“It is a socialist idea that making profits is a vice. 

I consider the real vice is making losses” – Winston S Churchill

 

 

 

New Zealand remains at or near the bottom of the OECD profit league tables, a position we have occupied for forty years. Current scorecard from Armillary Private Capital (here), using a Return on Capital Employed method of aggregation, shows our 2017 ROCE flat-lining at 7%, while USA is 14%, Australia 11%, and Europe 9%. Our Productivity Commission weeps at our weak productivity, which is its more inclusive term for profitability. Dreams of catching Australia in any per capita measure of income, productivity or profit are long gone.

Nor is the weak profitability of our firms because our workforce is enjoying a disproportionate share of business revenues. To the contrary – our employees are as poorly rewarded as our shareholders. Only through the increasing levels of Family Support subsidy can a working family make ends meet, even on a skilled wage. In fact, we have to thank our workforce for most of the recent growth in GDP, which has been derived from more hours worked by more people rather than any innovation or strategy by management.

The Productivity Commission chair, Dr Murray Sherwin, speaks here of their uncertainty at the root causes of our poor profitability, but lists key impediments in our circumstances, including: –

  • A remarkably weak connection with international trends, technologies, global value chains, efficiency gains and market clusters. We are missing out on the stunning growth in intermediate goods and services trade. We are not in the conversation of ideas.
  • Low capital formation and weak investment in high tech equipment, which can redress the current labour / capital imbalance. Untaxed capital gains tilt investment towards property.
  • Lacklustre big firms, drawing particular aim at co-operatives and SOEs (risk averse, xenophobic and capital poor) and branch corporates like banks (whose mandate is confined to NZ).
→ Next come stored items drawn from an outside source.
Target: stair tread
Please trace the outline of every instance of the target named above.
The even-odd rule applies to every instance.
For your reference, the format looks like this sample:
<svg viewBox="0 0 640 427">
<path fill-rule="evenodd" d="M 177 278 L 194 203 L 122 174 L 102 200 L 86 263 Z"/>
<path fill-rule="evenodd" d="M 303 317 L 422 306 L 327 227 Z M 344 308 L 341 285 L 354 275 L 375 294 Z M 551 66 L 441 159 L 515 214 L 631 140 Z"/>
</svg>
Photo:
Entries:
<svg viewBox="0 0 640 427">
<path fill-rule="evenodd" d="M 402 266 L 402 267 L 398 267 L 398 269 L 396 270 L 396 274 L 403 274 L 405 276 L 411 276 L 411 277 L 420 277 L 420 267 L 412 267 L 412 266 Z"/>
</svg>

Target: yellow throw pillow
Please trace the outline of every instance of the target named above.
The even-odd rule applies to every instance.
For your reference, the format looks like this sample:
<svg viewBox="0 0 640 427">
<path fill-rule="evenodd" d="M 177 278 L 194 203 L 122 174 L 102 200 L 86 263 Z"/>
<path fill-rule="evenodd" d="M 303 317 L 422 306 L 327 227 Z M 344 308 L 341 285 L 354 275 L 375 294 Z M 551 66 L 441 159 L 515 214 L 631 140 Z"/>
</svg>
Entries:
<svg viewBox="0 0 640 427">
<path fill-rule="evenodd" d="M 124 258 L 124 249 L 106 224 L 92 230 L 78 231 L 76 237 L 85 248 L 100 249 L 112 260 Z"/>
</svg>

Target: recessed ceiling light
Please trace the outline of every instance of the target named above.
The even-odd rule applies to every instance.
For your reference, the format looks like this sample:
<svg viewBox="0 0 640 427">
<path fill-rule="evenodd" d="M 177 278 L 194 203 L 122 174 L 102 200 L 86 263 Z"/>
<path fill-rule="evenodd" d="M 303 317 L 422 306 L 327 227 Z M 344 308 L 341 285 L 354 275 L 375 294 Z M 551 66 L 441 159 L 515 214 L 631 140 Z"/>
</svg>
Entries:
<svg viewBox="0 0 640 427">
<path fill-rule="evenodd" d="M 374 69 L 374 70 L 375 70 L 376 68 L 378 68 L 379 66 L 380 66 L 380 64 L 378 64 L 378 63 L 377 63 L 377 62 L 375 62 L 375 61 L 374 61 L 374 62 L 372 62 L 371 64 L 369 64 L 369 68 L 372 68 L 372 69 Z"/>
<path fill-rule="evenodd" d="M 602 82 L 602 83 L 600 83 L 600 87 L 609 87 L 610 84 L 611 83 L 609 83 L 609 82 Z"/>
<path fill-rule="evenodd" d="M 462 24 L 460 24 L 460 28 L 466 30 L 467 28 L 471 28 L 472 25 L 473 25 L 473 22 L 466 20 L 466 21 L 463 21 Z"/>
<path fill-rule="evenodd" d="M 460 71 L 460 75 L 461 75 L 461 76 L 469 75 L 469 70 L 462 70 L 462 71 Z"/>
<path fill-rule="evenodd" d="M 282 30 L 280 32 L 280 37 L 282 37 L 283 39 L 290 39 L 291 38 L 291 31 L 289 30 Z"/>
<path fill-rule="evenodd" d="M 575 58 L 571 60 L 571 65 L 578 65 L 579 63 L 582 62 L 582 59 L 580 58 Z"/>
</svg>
To these I would add examples of further drags on productivity such as: –

  • Bad investment decisions throughout the economy – from giant companies like Fletcher Building and Fonterra through to a public gulled into a misleading IPO prospectus.
  • Weak regulators – in failing to protect the country’s biosecurity, building weathertightness, financial markets or competitive commerce.
  • Excessive costs – of road construction, building materials, resource compliance.
  • Short-sighted, uncoordinated and stupid planning – of cities, infrastructure, transport, ports, housing, energy, skills.
  • Wasted public funds – on duplicated provincial services (health), moribund activities (rail), vote bribes (free university) and Coalition “pork”.

As a nation, we undervalue the need for prudent management and maintenance of our good fortune, built on the back of kind climate and hard work. We are lovably complacent. “She’ll Be Right” is as powerful now as it always was. However poor incomes have massive repercussions on the viability of our “First World” public services – education, health, welfare and transport infrastructure require a First World tax take.

Perhaps higher productivity is important after all?